This year, behavioral ecologist Martin Wikelski followed cuckoos from Denmark to the Democratic Republic of the Congo; flew alongside ducks from Sweden and Germany; measured the heart rate of golden-collard manakins in Panama; took a motorcycle across the Alps to shadow songbirds; tracked mountain trangopans and blood pheasants in Bhutan; and—what may be most impressive—precisely measured a mass migration of bumblebees in Germany. He also tracked gulls from Russia to Tanzania, blackbirds from France to Spain, storks from Spain to the Sahel desert, and giant tortoises in the Galápagos. Wikelski is a man on the move. But then, so are his subjects. Wikelski tracks animal migrations, which were not—until recently—sufficiently studied or much understood. The impact of this research is astonishing. If we can begin to understand these mass movements, we can better predict weather patterns and natural disasters like earthquakes and tsunamis. We can also become better stewards of our wild spaces, protecting corridors so that these animals on the move can stay that way. Wikelski explains.
—By Ryan Bradley
IN MY OWN WORDS
By Martin Wikelski
“Oh, You’re Crazy.”
What I do is called wildlife telemetry. I attach very small radios to animals to find out how expensive migrations are, how much energy is consumed to get from here to there. When I tell people what I do—scientists included—they say “oh, you’re crazy, you can never get this done.” But we’re only beginning to realize the power of following small animals.

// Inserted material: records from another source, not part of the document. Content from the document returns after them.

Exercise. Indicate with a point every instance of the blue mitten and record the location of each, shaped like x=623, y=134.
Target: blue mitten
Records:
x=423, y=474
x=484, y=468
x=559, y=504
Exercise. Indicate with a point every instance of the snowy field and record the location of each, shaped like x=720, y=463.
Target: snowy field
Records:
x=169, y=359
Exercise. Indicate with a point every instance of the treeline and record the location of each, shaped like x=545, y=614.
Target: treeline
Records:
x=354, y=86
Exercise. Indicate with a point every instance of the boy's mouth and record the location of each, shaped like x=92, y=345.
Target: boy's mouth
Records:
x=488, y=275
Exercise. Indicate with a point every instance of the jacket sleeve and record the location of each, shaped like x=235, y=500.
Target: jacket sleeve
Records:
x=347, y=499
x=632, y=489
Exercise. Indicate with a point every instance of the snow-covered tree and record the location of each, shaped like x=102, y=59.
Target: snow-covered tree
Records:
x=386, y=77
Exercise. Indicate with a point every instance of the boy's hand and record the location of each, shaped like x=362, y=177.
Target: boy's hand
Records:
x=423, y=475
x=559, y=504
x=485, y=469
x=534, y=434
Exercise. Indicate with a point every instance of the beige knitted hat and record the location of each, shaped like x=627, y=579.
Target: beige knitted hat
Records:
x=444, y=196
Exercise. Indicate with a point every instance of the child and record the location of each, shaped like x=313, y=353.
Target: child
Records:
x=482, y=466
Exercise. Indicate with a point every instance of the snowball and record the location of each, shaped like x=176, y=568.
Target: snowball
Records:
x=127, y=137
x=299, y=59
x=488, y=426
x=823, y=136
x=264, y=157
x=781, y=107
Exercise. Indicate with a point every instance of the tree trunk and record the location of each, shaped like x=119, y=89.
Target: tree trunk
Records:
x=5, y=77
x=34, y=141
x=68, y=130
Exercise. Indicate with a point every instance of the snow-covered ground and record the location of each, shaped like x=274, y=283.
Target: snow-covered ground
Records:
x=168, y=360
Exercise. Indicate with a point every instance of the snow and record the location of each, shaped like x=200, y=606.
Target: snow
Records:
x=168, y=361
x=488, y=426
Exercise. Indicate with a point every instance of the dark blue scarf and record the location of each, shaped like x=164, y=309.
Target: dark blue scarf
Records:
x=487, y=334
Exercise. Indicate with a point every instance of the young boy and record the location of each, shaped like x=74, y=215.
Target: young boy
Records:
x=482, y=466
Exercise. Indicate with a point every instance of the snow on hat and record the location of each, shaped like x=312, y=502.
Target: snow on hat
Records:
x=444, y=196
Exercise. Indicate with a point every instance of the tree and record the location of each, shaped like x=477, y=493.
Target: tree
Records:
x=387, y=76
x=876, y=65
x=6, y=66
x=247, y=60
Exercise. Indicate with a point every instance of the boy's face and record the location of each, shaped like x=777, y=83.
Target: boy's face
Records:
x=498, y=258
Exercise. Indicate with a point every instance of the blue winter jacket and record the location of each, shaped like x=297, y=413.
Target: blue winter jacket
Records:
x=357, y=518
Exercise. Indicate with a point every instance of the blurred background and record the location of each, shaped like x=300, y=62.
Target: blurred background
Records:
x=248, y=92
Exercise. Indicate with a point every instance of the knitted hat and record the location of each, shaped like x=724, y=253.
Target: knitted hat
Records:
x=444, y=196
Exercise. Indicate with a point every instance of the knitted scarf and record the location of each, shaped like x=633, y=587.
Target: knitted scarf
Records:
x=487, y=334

I was recently following Noctule bats in Poland. Bat migration is notoriously difficult to track. We were flying through what’s got to be the only old growth forest in Europe, in eastern Poland. We bought little bicycle lights for the runway and used a huge grass field about 15 miles from the Belarus border. The bats were flying fast—65-70 kilometers an hour—and I’m there with them, along the border, when all of a sudden I’ve got spotlights on me from the Belarussian Air Defence. I think they were nervous …
Airborne Scavenger Hunt
In Ghana, we were tracking flying foxes, which can help us trace and predict the spread of diseases like Ebola. These bats are huge—a wingspan of 80 centimeters—and the most numerous animal in Africa, after humans. There are a million flying foxes in Accra alone. But no one knows where they go half the year. So we rented Cessnas in Accra and just crisscrossed the country looking for bats.
The next step is to go and predict disasters. What's happening when dogs run away from an earthquake and tsunami? In Italy, toads predicted an earthquake five days before it happened—they were jumping out of ponds at a time when they should have been in them. The grand idea is to have a global observation system to allow us to link to life on the planet, to use animals as sentinels for our own well-being.